俺の服の袖を掴んだまま、必死に感情の決壊を堪えようと震える細い指先。その剥き出しの熱情を前にして、俺の胸の奥のドギマギとした精神的狂瀾は、もういかなる理性の壁をも容易く突き破っていた。
「閉じ込めるわけないだろ」
俺は重ねていた手のひらに力を込め、彼女の手首を優しく、だけど拒絶を許さない強さで引き寄せた。
勢いあまって、千歳の華奢な身体が俺の胸元へと倒れ込んでくる。
「あ……」
短い吐息とともに、彼女の柔らかな肩が、俺の胸へと完全に重なった。
オフィスのネイビーのジャケットを脱ぎ捨て、薄手のブラウス一枚になった彼女の体温が、ダイレクトに俺の身体へと流れ込んでくる。

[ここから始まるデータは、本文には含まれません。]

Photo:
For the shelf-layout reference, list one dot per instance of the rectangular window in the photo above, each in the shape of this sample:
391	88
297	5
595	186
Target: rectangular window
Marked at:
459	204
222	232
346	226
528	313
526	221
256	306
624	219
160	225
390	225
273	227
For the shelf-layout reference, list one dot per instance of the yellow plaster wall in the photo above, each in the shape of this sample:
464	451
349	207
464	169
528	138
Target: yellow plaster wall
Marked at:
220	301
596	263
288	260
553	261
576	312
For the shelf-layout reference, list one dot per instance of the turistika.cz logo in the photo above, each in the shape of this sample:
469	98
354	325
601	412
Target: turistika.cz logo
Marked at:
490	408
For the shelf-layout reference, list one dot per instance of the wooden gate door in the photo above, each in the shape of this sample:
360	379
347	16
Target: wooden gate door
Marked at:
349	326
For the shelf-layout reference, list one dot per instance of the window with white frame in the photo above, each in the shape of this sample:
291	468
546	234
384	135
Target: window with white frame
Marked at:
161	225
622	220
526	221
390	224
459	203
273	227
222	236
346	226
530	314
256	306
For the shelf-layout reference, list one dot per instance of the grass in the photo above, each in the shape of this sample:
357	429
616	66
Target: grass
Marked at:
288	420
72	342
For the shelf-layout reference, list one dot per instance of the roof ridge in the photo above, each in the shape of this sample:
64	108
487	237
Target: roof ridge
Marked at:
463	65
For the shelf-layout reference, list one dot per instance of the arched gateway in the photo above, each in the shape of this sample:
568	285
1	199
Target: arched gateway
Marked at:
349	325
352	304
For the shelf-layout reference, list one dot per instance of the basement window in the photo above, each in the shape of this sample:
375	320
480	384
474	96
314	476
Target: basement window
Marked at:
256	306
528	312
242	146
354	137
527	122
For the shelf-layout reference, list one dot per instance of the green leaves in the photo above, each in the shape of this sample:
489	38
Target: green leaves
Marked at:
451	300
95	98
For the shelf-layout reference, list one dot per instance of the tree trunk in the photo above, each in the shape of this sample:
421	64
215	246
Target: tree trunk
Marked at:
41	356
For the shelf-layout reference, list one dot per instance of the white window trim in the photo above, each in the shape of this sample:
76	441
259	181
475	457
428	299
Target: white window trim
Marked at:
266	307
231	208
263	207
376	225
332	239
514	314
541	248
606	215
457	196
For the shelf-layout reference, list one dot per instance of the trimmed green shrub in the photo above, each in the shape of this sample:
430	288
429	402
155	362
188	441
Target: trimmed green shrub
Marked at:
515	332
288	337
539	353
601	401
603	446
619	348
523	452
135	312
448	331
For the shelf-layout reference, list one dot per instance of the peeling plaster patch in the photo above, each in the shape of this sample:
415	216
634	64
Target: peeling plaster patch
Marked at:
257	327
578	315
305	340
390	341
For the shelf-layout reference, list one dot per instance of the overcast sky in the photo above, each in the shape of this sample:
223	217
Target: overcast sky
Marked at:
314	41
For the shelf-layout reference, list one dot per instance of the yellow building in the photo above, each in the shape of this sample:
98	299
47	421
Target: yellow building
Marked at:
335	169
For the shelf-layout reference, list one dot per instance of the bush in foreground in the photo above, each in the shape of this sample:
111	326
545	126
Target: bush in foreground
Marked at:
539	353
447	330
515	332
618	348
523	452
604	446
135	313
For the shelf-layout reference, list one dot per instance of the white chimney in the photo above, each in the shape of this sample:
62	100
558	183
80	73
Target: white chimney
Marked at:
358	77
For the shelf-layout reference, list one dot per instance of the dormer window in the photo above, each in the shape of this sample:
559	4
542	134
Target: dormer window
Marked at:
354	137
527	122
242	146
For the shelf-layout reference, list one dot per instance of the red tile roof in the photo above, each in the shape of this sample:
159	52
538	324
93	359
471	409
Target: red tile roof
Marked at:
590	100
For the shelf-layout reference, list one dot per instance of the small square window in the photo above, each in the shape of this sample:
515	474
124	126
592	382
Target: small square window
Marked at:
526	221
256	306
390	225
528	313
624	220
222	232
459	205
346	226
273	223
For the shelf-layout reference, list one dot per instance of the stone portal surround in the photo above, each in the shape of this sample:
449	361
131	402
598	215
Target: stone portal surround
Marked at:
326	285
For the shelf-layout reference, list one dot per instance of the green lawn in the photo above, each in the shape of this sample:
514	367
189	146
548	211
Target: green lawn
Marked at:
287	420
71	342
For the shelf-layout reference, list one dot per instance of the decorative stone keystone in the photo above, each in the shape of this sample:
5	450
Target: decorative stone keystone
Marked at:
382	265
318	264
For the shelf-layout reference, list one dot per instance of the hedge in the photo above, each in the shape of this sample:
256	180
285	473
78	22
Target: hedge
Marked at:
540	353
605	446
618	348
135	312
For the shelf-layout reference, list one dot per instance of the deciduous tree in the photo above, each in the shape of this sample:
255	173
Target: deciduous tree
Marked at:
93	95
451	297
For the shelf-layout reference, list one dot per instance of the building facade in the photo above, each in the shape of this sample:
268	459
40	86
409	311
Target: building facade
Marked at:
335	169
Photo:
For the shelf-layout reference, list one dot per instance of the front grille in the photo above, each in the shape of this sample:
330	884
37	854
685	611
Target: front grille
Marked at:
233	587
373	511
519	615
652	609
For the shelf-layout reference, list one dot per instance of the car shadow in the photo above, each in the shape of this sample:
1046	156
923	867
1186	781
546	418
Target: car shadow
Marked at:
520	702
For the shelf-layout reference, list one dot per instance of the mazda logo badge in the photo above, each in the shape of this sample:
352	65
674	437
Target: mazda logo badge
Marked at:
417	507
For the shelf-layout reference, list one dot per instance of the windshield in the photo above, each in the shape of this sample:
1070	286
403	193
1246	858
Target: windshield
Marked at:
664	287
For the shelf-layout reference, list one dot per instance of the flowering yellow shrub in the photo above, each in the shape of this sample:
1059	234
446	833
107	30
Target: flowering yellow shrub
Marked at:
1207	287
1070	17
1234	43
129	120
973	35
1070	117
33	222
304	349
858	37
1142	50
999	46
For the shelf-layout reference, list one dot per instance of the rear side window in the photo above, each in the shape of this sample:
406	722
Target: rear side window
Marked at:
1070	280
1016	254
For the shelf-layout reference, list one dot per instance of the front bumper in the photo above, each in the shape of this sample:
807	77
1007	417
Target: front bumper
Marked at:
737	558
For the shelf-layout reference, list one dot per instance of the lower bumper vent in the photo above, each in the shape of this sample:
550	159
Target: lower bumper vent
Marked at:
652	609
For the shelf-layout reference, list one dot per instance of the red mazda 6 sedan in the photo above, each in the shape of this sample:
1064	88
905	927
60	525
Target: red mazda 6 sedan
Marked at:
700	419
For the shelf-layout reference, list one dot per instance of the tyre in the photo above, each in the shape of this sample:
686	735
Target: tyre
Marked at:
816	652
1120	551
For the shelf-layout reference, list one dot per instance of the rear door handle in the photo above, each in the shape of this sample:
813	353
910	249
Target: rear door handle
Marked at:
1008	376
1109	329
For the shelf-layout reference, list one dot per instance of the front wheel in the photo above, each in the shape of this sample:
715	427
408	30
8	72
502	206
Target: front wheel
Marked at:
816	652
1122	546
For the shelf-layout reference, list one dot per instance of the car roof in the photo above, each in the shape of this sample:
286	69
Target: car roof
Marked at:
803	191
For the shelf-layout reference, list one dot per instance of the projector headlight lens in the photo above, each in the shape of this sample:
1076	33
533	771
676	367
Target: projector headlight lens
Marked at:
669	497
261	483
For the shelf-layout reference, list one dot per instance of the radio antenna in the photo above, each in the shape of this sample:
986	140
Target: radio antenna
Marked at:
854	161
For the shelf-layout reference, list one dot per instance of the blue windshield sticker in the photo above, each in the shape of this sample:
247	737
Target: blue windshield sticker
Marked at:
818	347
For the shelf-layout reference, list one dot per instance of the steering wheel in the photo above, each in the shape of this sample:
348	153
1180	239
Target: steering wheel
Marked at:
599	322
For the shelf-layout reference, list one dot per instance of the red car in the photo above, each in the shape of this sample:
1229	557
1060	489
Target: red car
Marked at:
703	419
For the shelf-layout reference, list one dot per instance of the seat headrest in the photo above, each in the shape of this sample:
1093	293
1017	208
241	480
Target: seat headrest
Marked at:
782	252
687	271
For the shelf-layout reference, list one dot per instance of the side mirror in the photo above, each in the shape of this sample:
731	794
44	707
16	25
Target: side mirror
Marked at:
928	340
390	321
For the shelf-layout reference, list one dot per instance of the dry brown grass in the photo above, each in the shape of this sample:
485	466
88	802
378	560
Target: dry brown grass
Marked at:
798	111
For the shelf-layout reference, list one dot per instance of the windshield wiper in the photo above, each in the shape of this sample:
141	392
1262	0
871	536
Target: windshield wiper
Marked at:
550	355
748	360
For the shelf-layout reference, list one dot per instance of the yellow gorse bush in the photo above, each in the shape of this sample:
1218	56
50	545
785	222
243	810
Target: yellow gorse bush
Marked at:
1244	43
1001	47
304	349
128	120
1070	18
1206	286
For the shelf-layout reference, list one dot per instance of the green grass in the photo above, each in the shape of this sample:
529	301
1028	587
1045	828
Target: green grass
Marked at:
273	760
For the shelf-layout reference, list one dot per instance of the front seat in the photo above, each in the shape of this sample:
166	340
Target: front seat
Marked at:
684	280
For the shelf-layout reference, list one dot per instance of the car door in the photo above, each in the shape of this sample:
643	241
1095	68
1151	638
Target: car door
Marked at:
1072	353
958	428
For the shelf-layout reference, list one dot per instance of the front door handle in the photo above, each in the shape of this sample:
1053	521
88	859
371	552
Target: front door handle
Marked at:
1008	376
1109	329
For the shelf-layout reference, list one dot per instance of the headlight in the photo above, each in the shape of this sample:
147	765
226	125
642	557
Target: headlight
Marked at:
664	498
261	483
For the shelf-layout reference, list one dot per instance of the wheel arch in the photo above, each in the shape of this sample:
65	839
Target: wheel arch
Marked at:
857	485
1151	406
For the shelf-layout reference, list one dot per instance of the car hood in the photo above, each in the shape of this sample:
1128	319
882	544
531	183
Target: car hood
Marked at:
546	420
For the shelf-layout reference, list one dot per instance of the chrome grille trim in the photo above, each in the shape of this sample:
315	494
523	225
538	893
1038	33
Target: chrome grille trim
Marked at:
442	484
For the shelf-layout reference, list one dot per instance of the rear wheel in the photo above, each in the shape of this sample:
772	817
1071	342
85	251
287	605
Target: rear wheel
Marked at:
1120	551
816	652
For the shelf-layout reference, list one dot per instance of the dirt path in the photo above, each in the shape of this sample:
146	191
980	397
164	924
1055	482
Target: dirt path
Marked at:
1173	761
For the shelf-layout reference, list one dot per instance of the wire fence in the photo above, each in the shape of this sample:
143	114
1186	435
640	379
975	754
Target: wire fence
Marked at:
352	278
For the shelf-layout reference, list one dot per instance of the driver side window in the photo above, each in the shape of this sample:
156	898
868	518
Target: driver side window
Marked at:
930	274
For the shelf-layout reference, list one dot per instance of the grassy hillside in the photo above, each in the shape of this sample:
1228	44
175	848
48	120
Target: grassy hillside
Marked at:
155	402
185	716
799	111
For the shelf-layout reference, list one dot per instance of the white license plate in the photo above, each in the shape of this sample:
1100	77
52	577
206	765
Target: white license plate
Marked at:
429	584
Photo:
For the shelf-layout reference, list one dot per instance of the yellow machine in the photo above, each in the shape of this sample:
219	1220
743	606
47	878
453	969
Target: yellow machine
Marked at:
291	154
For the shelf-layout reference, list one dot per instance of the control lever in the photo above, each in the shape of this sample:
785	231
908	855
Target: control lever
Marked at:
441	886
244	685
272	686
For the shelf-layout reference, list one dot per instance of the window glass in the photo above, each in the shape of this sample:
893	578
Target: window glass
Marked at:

ハーフアップにまとめられた黒髪から、彼女が愛用している少し甘い香水の匂いが、雨の湿気を含んだ部屋の空気のなかに鮮烈に爆ぜた。
千歳は俺の胸に顔を埋めたまま、小さく身を縮めていた。
いつもならキッチンで「ちょっと蓮、何してんのよ!」と生意気にツンツンと怒鳴り散らしていたはずの彼女が、今は嘘のように静かに、俺のシャツの生地をぎゅっと握りしめている。
「……蓮、ずるいよ、あんたは」
胸元から、籠った千歳の声が聞こえた。
「自炊訓練」という、二人が寄り添うための唯一の免罪符を失ってから、毎晩のようにこの部屋で繰り返される、名前のない不器用な対峙。エプロンを外した途端に、どうやって距離を測ればいいのか分からず立ち往生していた袋小路のなかで、俺たちは今、ようやくお互いの本当の輪郭に触れていた。
「会社での他人のフリなんて、もうどうだっていい。明日、お前がオフィスで『如月さん』の仮面を被ってどんなに冷たく振る舞っても、俺は傷ついたりしない。ここでこうしてお前の熱を受け止めてるのが、本当の俺たちなんだから」
俺は彼女の背中にそっと手を回し、その震える肩を包み込んだ。
千歳はビクッと身体を震わせたあと、さらに深く、俺の胸の中へと縋りつくように顔を押し当ててきた。
ハーフアップの隙間から覗く彼女の小さな耳たぶは、オフィスの無機質な蛍光灯の下で見せるどんな表情よりも、鮮やかで濃密な桜色に染まりきっている。
安全な「幼馴染の男友達」という殻を完全に踏み砕いた夜のなかで、俺たちのじれったいモラトリアムは、激しい雨音に祝福されるようにして、どこまでも熱く、深く混線し続けていた。